8,781 posts, read 9,450,158 times
Reputation: 9548
You didn't have a strong relationship, you admitted you never addressed issues becuase of "non confrontational" perosnalities.

That isn't a strong relationship. That is a relationship built around avoidance to keep things peaceful and happy. You where both put in to a circumstance that forced you to deal with the issues that had built up, and here you are....at the truth of the matter

This is where you learn how to talk to one another or get frustrated and walk away.
Your choice.

get him on board and start learning how to communicate. Stop the lashing out
 
Old 06-25-2014, 02:01 PM
 
247 posts, read 510,907 times
Reputation: 143
I wish I could say you guys are wrong, but you're not. I think I am being selfish. I also think that he has been selfish in the past, and I obviously didn't touch upon everything that led up to this... but, yes, probably there are bigger issues here. We're going to go to counseling, I think, after going to New York. Maybe it's salvageable, maybe it's not.

As tough as it is to swallow, I do appreciate the comments.
 
Old 06-25-2014, 02:02 PM
 
1,806 posts, read 1,737,293 times
Reputation: 988
Good for taking the comments and counselling. It sounds like you're in too much of a rush here.
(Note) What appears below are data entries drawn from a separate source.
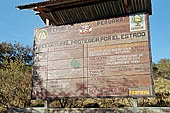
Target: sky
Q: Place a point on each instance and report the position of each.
(19, 25)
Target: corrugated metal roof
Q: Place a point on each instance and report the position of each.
(61, 12)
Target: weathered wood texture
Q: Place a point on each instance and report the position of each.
(95, 59)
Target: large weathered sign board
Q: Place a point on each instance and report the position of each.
(105, 58)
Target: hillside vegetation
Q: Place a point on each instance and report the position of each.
(15, 81)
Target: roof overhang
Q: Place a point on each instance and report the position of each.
(61, 12)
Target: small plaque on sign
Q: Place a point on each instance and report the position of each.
(139, 91)
(137, 22)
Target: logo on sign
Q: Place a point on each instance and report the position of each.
(137, 22)
(41, 35)
(85, 28)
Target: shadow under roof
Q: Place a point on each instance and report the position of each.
(62, 12)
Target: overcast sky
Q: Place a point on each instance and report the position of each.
(19, 26)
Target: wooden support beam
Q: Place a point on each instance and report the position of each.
(46, 16)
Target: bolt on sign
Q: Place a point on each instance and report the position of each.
(104, 58)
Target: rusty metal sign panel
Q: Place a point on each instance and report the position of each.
(105, 58)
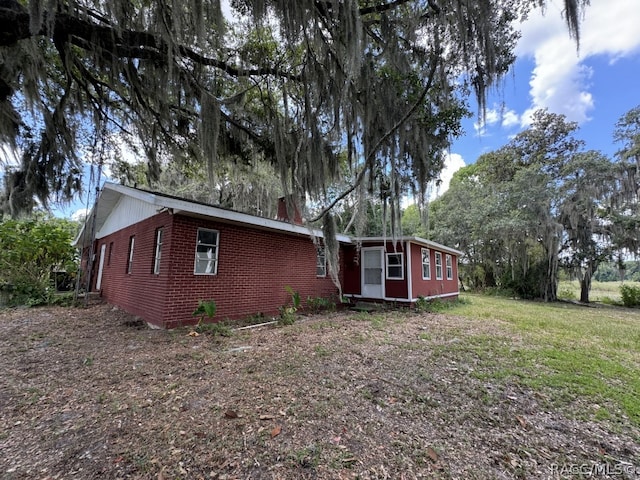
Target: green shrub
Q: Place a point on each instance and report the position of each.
(567, 293)
(288, 312)
(217, 329)
(320, 304)
(630, 295)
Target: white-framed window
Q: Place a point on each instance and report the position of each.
(438, 266)
(132, 243)
(395, 266)
(426, 264)
(206, 252)
(321, 261)
(158, 252)
(449, 265)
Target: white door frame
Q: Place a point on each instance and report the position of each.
(103, 248)
(370, 290)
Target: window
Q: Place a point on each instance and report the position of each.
(132, 242)
(158, 252)
(321, 262)
(206, 252)
(449, 267)
(394, 266)
(426, 264)
(438, 266)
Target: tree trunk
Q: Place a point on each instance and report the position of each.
(585, 286)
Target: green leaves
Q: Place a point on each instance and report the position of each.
(206, 308)
(30, 250)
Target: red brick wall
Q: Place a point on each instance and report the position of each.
(141, 292)
(432, 287)
(253, 268)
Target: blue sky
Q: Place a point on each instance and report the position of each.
(594, 86)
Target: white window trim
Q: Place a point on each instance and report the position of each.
(132, 243)
(211, 256)
(321, 252)
(428, 263)
(449, 265)
(438, 265)
(157, 256)
(401, 265)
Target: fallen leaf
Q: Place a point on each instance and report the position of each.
(522, 420)
(433, 455)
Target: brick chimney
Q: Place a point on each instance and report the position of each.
(283, 211)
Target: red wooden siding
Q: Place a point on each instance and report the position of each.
(432, 287)
(399, 289)
(254, 266)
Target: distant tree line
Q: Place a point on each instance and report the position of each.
(611, 272)
(543, 204)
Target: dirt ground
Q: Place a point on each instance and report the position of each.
(91, 393)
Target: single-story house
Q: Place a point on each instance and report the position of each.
(400, 270)
(156, 256)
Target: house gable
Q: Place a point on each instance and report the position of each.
(126, 212)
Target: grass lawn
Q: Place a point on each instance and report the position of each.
(489, 388)
(568, 352)
(600, 291)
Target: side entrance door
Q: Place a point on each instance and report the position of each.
(373, 272)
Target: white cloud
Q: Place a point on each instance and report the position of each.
(510, 118)
(493, 116)
(559, 81)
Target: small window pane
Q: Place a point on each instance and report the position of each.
(426, 264)
(206, 262)
(321, 262)
(394, 266)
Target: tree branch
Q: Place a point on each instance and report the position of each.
(368, 160)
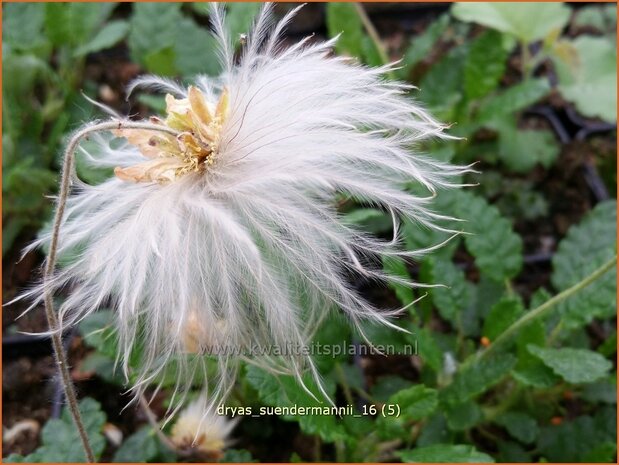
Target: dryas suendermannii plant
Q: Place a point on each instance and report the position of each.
(219, 231)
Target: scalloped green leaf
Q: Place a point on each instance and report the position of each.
(519, 425)
(575, 366)
(588, 76)
(112, 33)
(61, 441)
(195, 50)
(343, 19)
(515, 98)
(444, 453)
(492, 241)
(586, 247)
(415, 403)
(285, 391)
(153, 29)
(485, 65)
(526, 21)
(476, 378)
(502, 315)
(457, 296)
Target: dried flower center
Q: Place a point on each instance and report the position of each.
(193, 150)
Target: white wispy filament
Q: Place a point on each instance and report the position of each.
(228, 234)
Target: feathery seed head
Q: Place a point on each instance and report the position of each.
(206, 435)
(199, 124)
(226, 232)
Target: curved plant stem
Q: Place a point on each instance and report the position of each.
(52, 321)
(547, 306)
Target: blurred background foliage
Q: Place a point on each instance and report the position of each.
(531, 90)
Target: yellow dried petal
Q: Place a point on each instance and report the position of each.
(222, 106)
(198, 105)
(178, 111)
Unless this is like the light in our stars movie or something then slow down. Do the counseling and you don't have to get married any time soon.

In the short term, find some stuff you hate doing and give it to him and then since you're pretty fanatical about laundry, how about you do the laundry for the two of you. Maybe he owns the lawns, kitchen, trash, cooking, etc. A counselor can work with you on that but I get the feeling that it's going to be much easier if you're fanatical about something and you take that on.
 
Old 06-25-2014, 02:04 PM
 
247 posts, read 510,907 times
Reputation: 143
No, that wasn't why I kicked him out... it was a lot of "stuff" that lead up to that point. I can go on and on about the problems I have with him... not being supportive, not communicating with me when we DID have problems so we could've avoided it getting this bad... Maybe it's not 100% my fault, but a majority of it probably IS my fault. I accept that.
 
Old 06-25-2014, 02:07 PM
 
4,829 posts, read 4,283,297 times
Reputation: 4766
Quote:
Originally Posted by rego00123 View Post
You didn't have a strong relationship, you admitted you never addressed issues becuase of "non confrontational" perosnalities.

That isn't a strong relationship. That is a relationship built around avoidance to keep things peaceful and happy. You where both put in to a circumstance that forced you to deal with the issues that had built up, and here you are....at the truth of the matter

This is where you learn how to talk to one another or get frustrated and walk away.
Your choice.

get him on board and start learning how to communicate. Stop the lashing out

Absolutely! Been there and done that and someone is left out to dry in the end and it could be you OP. Talking about issues causes a little bit of friction, but it gets both parties thoughts out in the open. Relationships are hard and not talking about problems is the quickest way to end up in this situation. Remember, if a person isn't voicing their opinion, then the other person assumes everything is good. That's a bad trap to be in. Also, pick your battles. Not all hills are worth dying on. If laundry is worth dying on than die on it; however, you can't die on the hill about toothpaste being squeezed from the top instead of the bottom. You have to pick and choose those arguments wisely.